Davacı taraf ödediği çekler karşılığı malların kendisine teslim edilmediğini iddia etmektedir.
Bu açıklamalar uyarınca mahkemece; davacının bildirdiği çeklerin ilgili bankadan ibraz edilip edilmediği, ödenip ödenmediği, çeklerin ibraz görüntüleri de dosyaya getirtilmeli, çeklerin davacı tarafça davalıya verildiği ve çeklerin ödendiği anlaşıldıktan sonra, davacı vekilince dava dilekçesinde açıkça yemin deliline dayanıldığı, ispat yükü kendisinde olan davacının çeklerin mal karşılığı verildiği iddiasını yazılı delille ispat edemediği gözetilerek, davacıya yemin teklif etme hakkı hatırlatılıp sonucuna göre bir karar verilmesi gerekirken aksi uygulama ile yazılı şekilde karar verilmesi doğru görülmemiştir.
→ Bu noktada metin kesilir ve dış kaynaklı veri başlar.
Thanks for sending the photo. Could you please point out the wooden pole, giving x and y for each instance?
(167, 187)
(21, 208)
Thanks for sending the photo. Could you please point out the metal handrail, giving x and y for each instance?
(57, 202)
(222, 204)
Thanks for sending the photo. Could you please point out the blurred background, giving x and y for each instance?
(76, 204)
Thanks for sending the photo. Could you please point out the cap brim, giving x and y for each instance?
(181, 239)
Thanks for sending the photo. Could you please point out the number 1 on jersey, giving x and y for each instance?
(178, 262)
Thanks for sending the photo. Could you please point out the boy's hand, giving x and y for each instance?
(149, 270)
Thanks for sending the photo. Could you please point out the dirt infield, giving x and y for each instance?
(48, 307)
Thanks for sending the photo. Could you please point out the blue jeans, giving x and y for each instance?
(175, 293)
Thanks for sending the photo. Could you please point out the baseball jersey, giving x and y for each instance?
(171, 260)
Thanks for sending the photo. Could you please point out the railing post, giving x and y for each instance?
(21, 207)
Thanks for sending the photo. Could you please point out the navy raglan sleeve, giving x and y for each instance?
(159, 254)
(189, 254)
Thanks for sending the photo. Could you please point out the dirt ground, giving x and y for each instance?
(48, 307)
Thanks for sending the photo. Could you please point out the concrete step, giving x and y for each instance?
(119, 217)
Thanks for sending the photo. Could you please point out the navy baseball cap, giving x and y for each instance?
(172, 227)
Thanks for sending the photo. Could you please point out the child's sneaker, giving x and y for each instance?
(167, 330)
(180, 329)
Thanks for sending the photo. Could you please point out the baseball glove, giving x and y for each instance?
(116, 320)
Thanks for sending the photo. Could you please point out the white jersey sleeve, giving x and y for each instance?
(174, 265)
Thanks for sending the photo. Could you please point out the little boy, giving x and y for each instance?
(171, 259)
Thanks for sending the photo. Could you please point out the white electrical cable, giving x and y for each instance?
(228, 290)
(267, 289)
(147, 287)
Sonuç olarak yapılan yargılamaya, toplanan delillere ve dosya içeriğine göre, mahkeme kararı ve dayandığı gerekçeler uyuşmazlığın çözümünde etkili olabilecek derecede önemli delillerin toplanmamış veya değerlendirilmemiş olması nedeniyle HMK’nın 353/a-6 maddesi gereğince ilk derece mahkemesi kararının kaldırılmasına, dava dosyasının kararı veren ilk derece mahkemesine gönderilmesine kesin olarak karar verilmesi gerekmiştir.
HÜKÜM : Gerekçesi yukarıda açıklandığı üzere;
1-İzmir 2. Asliye Ticaret Mahkemesi’nin 02.07.2019 tarih ve 2016/1310 Esas – 2019/843 Karar sayılı kararının sair hususlar incelenmeksizin HMK’nın 353/a-6 maddesi gereğince KALDIRILMASINA,
2-Dosyanın HMK 353/1-a maddesi gereğince Dairemiz kararına uygun şekilde yeniden bir karar verilmek üzere MAHKEMESİNE GÖNDERİLMESİNE,
3-Kararın kaldırılması nedeniyle başvuru sırasında davalıdan alınan peşin harcın davalıya iadesine,
4-İstinaf başvurusu aşamasında başvuru sahibi davalı tarafça yapılan yargılama giderlerinin mahkemesince verilecek nihai kararla hüküm altına alınmasına,
5-Kararın taraflara tebliği, kesinleştirme ve harç iadesine ilişkin işlemlerin yerel mahkemesince yerine getirilmesine,
Dosya üzerinden yapılan inceleme neticesinde, HMK’nın 353/(1)-a maddesi uyarınca kesin olmak üzere 26.04.2023 tarihinde oy birliğiyle karar verildi.